Many pubs will be free houses and they will be independent. However, a number of pubs will be part of a brewery chain with managers in place. The measures take away the cash cap of £110,000 per business, allowing, for the first time, multiple operators to benefit. That will benefit pub chains, as well as high street stores, such as Home Bargains, Boots and other retailers. Those businesses draw in footfall, which then supports independent retailers as well. The proposals are rounded and provide long-term stability that is properly funded in a responsible way. On that basis, the Government oppose the Lords amendments as laid out.
Lord’s amendments 3, 4, 9 and 10 are concerned with bringing manufacturing properties into scope of the lower multiplier. If we widen the scope of the lower multipliers in that way, it will dilute the support available to RHL properties or jeopardise the ability of the Government to sustainably fund the lower multipliers. We need to be clear that this is not a wide-ranging offer, but targeted deliberately at supporting our communities, high streets and town centres. That is why the Bill focuses on RHL support. The Government are supporting the manufacturing sector through other means. For those reasons, I urge the House to oppose the amendments.
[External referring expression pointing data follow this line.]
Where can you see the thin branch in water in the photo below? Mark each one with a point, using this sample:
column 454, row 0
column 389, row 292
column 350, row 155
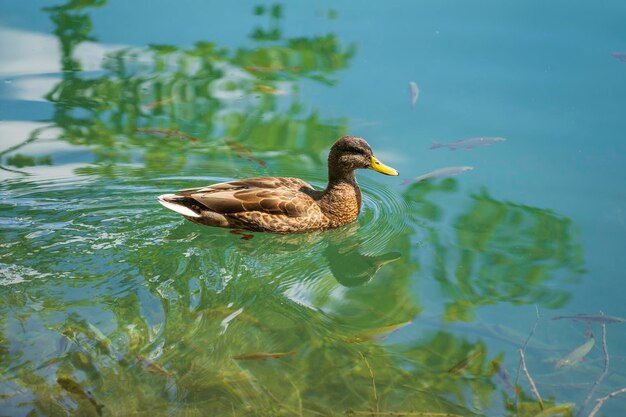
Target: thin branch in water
column 600, row 402
column 15, row 171
column 519, row 367
column 533, row 387
column 401, row 413
column 298, row 397
column 604, row 373
column 373, row 382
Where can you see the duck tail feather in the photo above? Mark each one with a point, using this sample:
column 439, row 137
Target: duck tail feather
column 170, row 201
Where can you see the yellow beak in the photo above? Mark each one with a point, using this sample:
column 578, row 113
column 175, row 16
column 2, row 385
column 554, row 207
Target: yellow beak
column 377, row 166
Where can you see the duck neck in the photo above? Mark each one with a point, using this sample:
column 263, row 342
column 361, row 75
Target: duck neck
column 342, row 198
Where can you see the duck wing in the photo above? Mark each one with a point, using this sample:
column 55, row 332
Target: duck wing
column 287, row 196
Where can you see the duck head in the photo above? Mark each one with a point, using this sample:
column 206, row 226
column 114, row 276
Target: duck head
column 350, row 153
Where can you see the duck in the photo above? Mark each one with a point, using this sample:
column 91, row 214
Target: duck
column 283, row 205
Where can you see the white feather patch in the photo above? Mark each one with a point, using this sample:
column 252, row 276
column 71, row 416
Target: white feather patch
column 178, row 208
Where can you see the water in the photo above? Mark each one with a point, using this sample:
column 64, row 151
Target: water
column 421, row 306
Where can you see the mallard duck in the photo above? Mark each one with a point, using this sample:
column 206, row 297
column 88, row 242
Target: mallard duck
column 283, row 205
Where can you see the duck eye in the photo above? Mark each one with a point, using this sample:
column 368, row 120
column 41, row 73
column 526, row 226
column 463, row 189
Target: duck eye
column 358, row 151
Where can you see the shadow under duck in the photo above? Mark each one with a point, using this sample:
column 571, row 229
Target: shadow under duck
column 283, row 205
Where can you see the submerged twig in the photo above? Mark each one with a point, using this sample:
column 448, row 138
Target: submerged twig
column 600, row 402
column 604, row 373
column 166, row 132
column 519, row 367
column 298, row 397
column 533, row 387
column 373, row 382
column 401, row 413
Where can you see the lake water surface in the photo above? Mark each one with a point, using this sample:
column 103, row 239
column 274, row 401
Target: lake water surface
column 113, row 305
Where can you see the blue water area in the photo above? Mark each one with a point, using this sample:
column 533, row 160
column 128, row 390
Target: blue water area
column 110, row 304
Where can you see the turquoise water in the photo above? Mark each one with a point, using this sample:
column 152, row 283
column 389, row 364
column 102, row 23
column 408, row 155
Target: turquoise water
column 421, row 306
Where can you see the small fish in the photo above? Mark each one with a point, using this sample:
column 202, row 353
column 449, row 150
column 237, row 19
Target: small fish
column 73, row 387
column 438, row 173
column 262, row 356
column 168, row 133
column 562, row 410
column 619, row 55
column 158, row 103
column 415, row 92
column 380, row 332
column 577, row 354
column 271, row 68
column 465, row 362
column 589, row 318
column 243, row 152
column 468, row 143
column 268, row 89
column 154, row 367
column 102, row 341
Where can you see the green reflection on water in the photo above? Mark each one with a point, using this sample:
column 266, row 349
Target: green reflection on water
column 149, row 313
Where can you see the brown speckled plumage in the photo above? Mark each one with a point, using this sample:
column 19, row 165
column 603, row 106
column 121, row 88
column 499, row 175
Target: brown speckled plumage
column 283, row 205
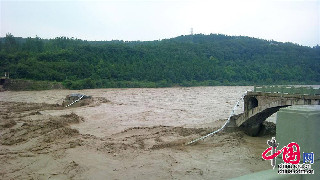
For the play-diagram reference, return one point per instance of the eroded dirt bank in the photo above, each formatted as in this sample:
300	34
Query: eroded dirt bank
124	134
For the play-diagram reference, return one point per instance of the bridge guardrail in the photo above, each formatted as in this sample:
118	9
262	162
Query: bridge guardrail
287	90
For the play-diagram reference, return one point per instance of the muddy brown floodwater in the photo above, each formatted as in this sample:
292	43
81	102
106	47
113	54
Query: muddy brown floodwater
125	134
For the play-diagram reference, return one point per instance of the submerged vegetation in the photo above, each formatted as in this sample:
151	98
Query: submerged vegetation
191	60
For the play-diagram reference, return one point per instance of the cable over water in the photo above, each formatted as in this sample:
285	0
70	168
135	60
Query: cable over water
225	124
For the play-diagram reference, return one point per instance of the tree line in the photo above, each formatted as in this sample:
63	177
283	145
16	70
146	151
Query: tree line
189	60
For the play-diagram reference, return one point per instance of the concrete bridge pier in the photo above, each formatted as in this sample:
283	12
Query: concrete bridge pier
258	106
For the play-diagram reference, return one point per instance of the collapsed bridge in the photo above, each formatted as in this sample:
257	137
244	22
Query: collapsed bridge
266	100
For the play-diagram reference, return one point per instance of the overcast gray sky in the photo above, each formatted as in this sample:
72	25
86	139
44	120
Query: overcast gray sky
295	21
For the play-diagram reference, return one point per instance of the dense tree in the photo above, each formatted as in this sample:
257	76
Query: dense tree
185	60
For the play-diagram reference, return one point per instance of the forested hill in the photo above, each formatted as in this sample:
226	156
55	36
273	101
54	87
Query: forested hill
184	60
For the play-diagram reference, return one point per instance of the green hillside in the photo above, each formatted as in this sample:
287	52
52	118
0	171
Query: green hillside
185	60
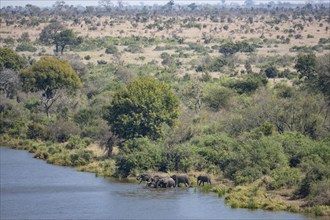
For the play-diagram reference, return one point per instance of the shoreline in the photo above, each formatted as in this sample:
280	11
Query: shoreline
251	196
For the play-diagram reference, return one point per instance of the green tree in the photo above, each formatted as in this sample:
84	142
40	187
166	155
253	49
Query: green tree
323	75
306	66
66	37
11	60
50	76
271	72
49	32
228	49
142	108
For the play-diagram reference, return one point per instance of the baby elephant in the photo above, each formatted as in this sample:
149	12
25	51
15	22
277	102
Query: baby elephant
144	177
166	182
203	179
180	178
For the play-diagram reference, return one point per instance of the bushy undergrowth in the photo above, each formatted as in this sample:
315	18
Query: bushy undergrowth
241	128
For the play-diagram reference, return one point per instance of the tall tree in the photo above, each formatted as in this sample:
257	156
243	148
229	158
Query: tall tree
64	38
11	60
142	108
49	32
51	76
306	66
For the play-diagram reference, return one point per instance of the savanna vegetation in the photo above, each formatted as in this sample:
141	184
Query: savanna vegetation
239	93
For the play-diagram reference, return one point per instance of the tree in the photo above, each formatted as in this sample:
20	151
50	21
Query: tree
306	66
323	75
49	32
50	76
249	3
229	48
271	72
66	37
9	82
11	60
142	108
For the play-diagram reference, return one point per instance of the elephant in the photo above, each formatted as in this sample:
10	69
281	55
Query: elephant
203	179
144	177
148	176
165	182
180	178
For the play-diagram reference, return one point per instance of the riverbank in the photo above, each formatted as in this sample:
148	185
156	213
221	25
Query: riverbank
87	157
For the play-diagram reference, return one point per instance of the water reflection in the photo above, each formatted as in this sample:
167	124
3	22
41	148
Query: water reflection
33	189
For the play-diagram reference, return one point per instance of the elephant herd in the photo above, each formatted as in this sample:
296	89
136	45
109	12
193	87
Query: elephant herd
164	180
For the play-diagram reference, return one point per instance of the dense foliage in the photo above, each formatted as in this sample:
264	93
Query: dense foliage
141	109
231	92
50	75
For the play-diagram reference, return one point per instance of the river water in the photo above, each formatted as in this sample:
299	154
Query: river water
33	189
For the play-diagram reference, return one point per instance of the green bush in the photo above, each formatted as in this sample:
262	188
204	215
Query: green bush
26	47
134	48
248	84
111	49
217	97
138	154
75	142
285	177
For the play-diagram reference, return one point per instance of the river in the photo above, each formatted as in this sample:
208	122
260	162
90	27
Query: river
33	189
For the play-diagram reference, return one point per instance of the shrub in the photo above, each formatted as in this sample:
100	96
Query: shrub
217	97
138	154
134	48
285	177
271	72
75	142
111	49
36	131
102	62
248	84
26	47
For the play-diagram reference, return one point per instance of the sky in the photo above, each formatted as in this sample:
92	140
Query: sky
45	3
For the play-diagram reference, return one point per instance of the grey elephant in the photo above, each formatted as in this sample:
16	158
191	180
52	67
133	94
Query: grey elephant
203	179
144	177
180	178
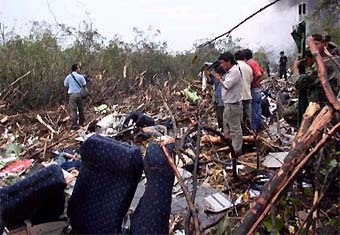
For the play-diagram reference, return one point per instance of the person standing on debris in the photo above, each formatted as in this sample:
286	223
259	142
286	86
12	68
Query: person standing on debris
256	120
268	69
232	99
283	65
304	81
203	75
247	78
219	105
76	102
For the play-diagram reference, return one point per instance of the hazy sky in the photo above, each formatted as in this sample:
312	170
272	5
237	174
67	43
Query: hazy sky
181	22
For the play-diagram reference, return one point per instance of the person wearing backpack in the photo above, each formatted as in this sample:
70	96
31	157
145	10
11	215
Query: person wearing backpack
75	82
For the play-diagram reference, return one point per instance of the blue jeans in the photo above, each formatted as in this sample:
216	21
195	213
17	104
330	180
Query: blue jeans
256	121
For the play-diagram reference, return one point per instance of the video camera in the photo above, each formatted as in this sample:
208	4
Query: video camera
213	66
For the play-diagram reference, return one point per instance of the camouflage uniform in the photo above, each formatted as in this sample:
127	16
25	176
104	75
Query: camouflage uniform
310	85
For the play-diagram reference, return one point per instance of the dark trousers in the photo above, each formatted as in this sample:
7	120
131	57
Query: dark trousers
219	115
283	73
76	104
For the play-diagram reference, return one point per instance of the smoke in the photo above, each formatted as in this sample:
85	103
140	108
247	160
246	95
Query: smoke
285	4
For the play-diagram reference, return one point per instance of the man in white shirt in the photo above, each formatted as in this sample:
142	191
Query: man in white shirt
232	99
74	82
247	78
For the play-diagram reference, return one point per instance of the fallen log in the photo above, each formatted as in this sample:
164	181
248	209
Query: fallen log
278	180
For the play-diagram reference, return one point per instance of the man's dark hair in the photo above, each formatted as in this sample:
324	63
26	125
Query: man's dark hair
321	38
74	67
227	56
220	70
239	55
248	54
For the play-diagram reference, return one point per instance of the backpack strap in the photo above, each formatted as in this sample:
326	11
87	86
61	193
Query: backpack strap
76	80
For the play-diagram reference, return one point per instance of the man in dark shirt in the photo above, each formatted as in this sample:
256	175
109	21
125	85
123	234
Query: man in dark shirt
283	65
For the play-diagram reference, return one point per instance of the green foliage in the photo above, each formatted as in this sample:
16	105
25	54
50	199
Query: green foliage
48	52
326	19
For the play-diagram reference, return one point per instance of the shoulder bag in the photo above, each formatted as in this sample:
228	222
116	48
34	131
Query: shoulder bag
84	92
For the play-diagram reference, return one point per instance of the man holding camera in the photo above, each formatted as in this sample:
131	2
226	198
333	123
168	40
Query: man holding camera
74	82
232	98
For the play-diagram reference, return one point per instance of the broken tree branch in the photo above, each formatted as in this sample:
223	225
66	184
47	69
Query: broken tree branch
316	203
255	215
45	124
296	170
185	191
321	72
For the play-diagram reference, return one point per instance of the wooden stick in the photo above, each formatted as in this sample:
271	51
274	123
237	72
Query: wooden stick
321	72
185	191
293	174
46	125
256	214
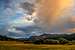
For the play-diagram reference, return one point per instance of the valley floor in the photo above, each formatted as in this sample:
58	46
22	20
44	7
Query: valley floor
13	45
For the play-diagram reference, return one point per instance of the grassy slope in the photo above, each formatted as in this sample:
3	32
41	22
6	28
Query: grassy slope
9	45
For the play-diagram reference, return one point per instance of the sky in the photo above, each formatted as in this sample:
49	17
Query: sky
13	14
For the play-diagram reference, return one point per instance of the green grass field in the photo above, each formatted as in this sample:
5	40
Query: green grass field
12	45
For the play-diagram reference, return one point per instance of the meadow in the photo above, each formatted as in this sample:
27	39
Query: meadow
13	45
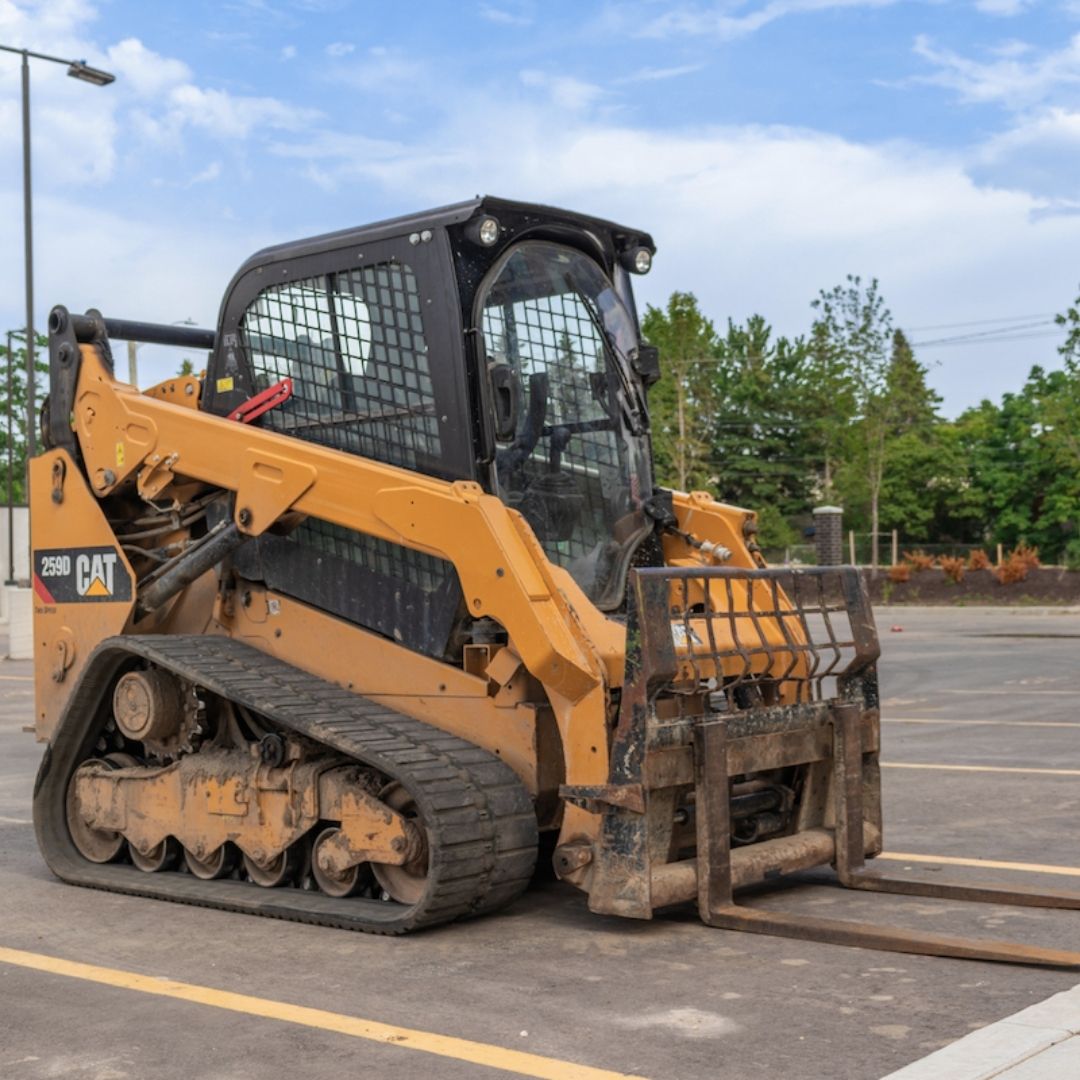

Lord’s amendments 13 and 16 require the Government to undertake a review of how the provisions to introduce new multipliers may affect businesses whose rateable value is close to the £500,000 threshold for the higher multiplier. The review would need to be put before Parliament three months prior to 1 April 2026 in order for clauses 1 to 4 of this Bill to come into effect. These amendments probe around the way the multipliers in the business rates system currently operate. Those hereditaments on the standard multiplier, or in the future on the higher multipliers, pay rates on that multiplier calculated on all of their rateable value, and not just the rateable value above the threshold. That, of course, generates cliff edges in the rates bills for hereditaments as they move between thresholds, and we acknowledge the presence of those cliff edges—it is a matter of fact.